Underlining the car's importance to Audi, company chairman Rupert Stadler said at its launch in Miami: "The A8 embodies everything that Audi is capable of. It’s the essence of our brand and represents our future. The A8 is the cornerstone in our route to becoming a signature brand that is one of a kind and unmistakable."
It’s a bigger car than its predecessor; at 5137mm long, 1949mm wide and 1460mm tall it's longer and wider than a Mercedes S-class or a BMW 7-series but lower than both. That makes it the biggest car in its class.
Audi design director Stefan Sielaff said: "Customers worldwide can appreciate that it is a premium statement. The rear of the A8 has always been too calm in the past; we needed to make it more luxurious."
As with all previous A8s, the car is built from aluminium, and using new alloys has cut 6.5kg from the A8’s weight. In total, the new A8 is an average of 110kg lighter than the outgoing model, with fuel consumption an average of 20 per cent better.
The front and rear lights use LEDs that offer illumination more like daylight than conventional headlamps. They also use less energy and weigh less.
When it’s launched, there will be two engines available, both V8s: the 4.2 FSI petrol with 367bhp/328lb ft and the 4.2 TDI diesel with 345bhp/590lb ft. The petrol V8 enables the A8 to reach 62mph in 5.7sec while the diesel is actually quicker: 0-62mph in 5.5sec.
A 3.0-litre V6 diesel with 247bhp will be added to the range later next year, along with a 201bhp version; Audi claims 159g/km for that model.
All A8s come with an eight-speed auto and quattro four-wheel drive as standard, and there’s a sport differential option that splits torque between the rear wheels.
Audi has added a new safety system called pre-sense, which activates the hazard lights, closes the windows and sunroof and pre-tensions the seatbelts if the brakes are fully applied.
There are three other versions of pre-sense available – one that will decelerate the car and apply the brakes, one that will apply the brakes sooner and harder and one that will shift the front seats forward to help protect the passengers in a rear-end collision.
The interior is all new. The gear selector is now an electronic shifter, with four positions; Audi says it’s shaped like the thrust lever on a powerboat. The MMI system has been moved from the centre console to the fascia and now features a touchpad panel, which allows you to write letters or numbers on the screen to enter phone numbers or navigation destinations.
Sielaff has emphasised that the forthcoming V12 version will be very different visually inside and out, as well as having far more personalisation options than the standard models.
New tech also includes a sat-nav that is linked into the cruise control and lighting system.
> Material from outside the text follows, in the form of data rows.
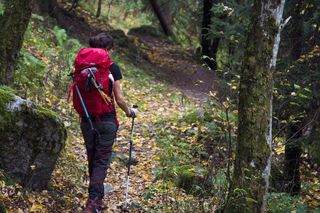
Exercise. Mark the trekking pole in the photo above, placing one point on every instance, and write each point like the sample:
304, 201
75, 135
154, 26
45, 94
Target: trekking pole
129, 160
84, 108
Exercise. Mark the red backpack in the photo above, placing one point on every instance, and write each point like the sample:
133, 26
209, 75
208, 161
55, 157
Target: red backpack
95, 82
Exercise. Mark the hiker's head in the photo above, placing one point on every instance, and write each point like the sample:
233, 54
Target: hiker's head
102, 40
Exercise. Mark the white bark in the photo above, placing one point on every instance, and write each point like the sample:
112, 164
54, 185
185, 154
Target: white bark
276, 11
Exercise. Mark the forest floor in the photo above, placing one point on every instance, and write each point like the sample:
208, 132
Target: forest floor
167, 85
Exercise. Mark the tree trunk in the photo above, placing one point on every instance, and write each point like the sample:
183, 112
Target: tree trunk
99, 8
14, 23
163, 22
209, 46
253, 155
293, 147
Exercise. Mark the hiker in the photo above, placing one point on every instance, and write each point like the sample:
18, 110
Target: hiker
99, 148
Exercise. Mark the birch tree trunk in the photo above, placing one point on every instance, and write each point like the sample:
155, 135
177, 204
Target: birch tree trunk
13, 24
253, 156
162, 19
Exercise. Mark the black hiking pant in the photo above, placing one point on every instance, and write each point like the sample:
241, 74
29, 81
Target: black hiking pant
99, 151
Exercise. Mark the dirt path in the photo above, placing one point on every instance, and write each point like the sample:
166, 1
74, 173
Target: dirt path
178, 68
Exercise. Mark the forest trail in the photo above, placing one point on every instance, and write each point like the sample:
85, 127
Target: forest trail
156, 108
182, 78
180, 85
177, 67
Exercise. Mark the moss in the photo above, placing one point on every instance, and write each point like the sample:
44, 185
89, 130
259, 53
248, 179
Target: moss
5, 98
2, 208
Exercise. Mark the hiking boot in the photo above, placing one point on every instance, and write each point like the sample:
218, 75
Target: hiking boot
92, 206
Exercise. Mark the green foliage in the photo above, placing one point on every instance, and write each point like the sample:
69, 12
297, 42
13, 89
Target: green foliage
282, 202
30, 74
1, 8
68, 46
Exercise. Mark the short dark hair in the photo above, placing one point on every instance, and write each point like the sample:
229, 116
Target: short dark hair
102, 40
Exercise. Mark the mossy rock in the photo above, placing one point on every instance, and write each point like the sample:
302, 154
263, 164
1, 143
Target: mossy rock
31, 139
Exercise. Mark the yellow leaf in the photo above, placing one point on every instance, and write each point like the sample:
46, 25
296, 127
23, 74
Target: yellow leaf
36, 207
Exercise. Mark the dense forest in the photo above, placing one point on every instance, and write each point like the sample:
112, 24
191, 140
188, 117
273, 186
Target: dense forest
228, 97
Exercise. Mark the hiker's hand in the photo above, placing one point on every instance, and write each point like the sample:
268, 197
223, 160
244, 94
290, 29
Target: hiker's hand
133, 112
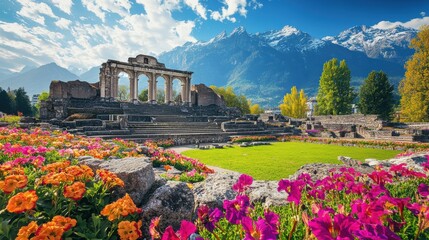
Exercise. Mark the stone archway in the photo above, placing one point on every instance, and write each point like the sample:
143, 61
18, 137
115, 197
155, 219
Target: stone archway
149, 66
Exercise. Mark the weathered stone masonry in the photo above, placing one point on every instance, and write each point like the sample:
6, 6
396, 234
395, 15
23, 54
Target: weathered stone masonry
149, 66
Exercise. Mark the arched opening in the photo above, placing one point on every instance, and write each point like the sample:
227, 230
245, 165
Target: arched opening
160, 90
123, 90
143, 87
176, 91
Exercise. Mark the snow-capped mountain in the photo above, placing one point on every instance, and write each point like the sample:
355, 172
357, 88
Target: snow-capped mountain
391, 44
289, 38
264, 66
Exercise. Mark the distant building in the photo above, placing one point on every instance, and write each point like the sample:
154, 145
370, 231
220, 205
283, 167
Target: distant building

It will slow you down if it detects heavy traffic ahead and adjust the length of the light beam according to the road ahead, as read by the sat-nav.
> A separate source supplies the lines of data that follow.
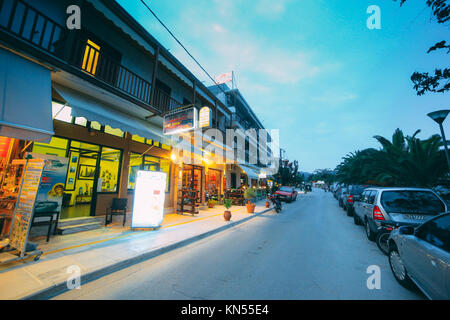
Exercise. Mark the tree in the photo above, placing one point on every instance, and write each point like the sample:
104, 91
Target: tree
440, 80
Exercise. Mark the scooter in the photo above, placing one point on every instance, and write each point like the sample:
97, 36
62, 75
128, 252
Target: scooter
276, 202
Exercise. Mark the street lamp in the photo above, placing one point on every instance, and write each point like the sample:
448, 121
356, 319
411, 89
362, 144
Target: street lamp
439, 117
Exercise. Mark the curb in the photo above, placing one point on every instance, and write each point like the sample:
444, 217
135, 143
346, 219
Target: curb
61, 287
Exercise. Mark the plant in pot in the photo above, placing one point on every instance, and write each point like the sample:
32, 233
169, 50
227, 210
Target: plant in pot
250, 194
227, 203
211, 203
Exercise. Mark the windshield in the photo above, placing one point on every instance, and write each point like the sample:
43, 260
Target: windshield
407, 201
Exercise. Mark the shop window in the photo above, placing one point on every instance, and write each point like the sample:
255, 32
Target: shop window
61, 112
90, 59
95, 125
134, 167
84, 146
81, 121
137, 138
56, 147
109, 170
114, 132
165, 167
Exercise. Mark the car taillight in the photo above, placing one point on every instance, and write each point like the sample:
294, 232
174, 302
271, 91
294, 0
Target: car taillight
377, 215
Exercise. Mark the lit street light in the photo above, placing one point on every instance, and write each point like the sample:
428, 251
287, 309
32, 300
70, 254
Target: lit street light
439, 117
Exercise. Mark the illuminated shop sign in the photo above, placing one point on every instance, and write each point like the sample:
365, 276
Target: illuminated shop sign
149, 196
180, 121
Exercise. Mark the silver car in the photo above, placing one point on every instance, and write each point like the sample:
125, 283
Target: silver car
421, 255
406, 205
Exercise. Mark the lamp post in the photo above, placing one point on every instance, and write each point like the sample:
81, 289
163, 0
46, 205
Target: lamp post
439, 117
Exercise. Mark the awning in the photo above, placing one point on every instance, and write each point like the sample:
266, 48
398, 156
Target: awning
25, 99
251, 172
95, 110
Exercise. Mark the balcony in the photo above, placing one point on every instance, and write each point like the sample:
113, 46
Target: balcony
33, 28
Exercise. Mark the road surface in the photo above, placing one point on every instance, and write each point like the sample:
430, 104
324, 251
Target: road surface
312, 250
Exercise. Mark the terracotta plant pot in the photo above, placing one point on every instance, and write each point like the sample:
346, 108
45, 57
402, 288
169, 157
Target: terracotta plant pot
250, 207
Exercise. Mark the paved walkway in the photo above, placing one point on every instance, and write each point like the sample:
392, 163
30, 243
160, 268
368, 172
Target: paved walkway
97, 251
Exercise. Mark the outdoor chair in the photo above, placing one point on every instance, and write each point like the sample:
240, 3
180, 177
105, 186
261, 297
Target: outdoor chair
118, 207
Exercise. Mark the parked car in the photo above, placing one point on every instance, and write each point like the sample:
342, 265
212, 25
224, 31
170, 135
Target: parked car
404, 205
287, 194
353, 192
422, 256
342, 194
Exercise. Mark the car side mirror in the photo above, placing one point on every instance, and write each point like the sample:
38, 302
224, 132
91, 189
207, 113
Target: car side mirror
406, 230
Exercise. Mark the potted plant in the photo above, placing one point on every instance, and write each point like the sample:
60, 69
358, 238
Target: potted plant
250, 194
227, 203
211, 203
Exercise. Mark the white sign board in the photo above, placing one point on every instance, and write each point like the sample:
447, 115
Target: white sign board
148, 204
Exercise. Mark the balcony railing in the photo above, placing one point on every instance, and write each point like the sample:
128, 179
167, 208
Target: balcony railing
25, 22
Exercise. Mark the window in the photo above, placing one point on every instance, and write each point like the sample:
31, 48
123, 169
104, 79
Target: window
109, 169
409, 201
95, 125
90, 59
436, 232
371, 197
56, 147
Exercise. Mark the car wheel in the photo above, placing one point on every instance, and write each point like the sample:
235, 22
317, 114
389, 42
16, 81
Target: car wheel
356, 219
369, 233
398, 269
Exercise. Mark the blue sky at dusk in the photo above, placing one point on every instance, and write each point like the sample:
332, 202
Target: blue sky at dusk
311, 68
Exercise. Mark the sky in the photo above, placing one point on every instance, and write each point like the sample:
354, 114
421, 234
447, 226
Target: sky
312, 68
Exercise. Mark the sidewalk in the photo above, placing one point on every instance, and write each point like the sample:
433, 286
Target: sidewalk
102, 251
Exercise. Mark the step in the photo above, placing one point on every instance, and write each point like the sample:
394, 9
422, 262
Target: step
79, 228
81, 220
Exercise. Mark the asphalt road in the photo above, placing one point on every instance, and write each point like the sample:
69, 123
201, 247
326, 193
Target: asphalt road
311, 250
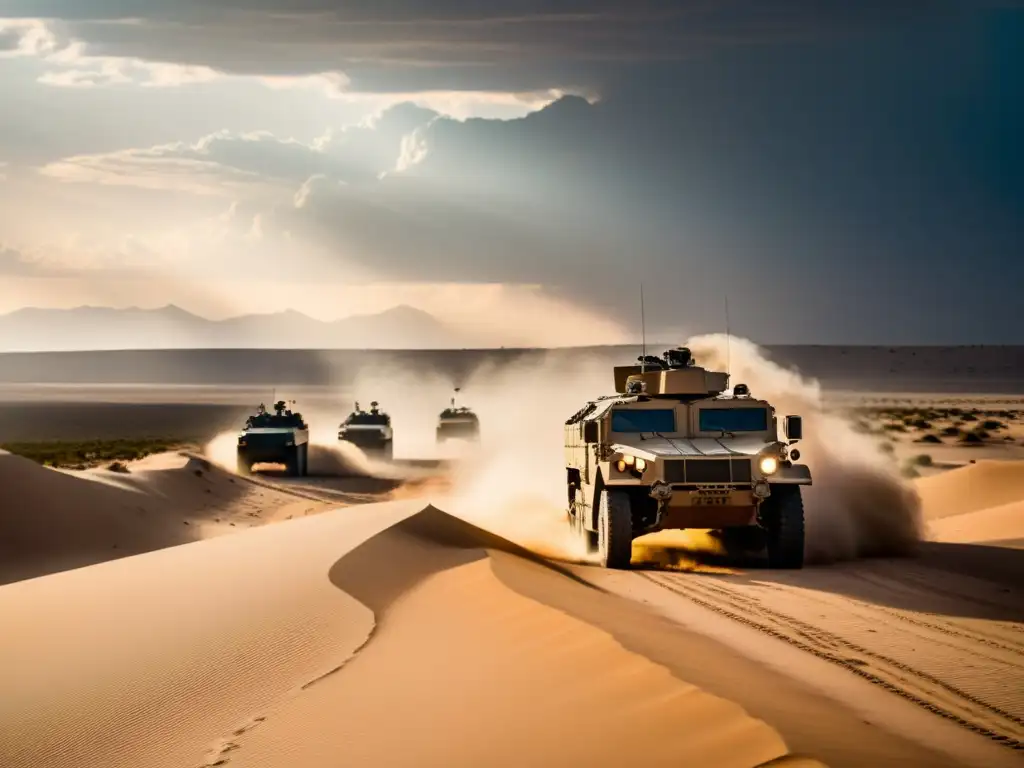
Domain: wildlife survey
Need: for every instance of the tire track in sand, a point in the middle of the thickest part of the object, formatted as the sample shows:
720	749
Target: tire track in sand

A further step forward in sat-nav technology is expected to be introduced later next year, and Audi is already looking at transferring some of the tech from the A8 to the A6 and A7.
Two trim levels will be be available - SE and SE Executive - and with a choice of short or long wheelbase. SE Executive adds items including 19-inch alloys, a parking camera and keyless entry. Prices will start from £52,800 for the 3.0 TDI SE, rising to £64,000 for the 4.2 TDI SE Executive.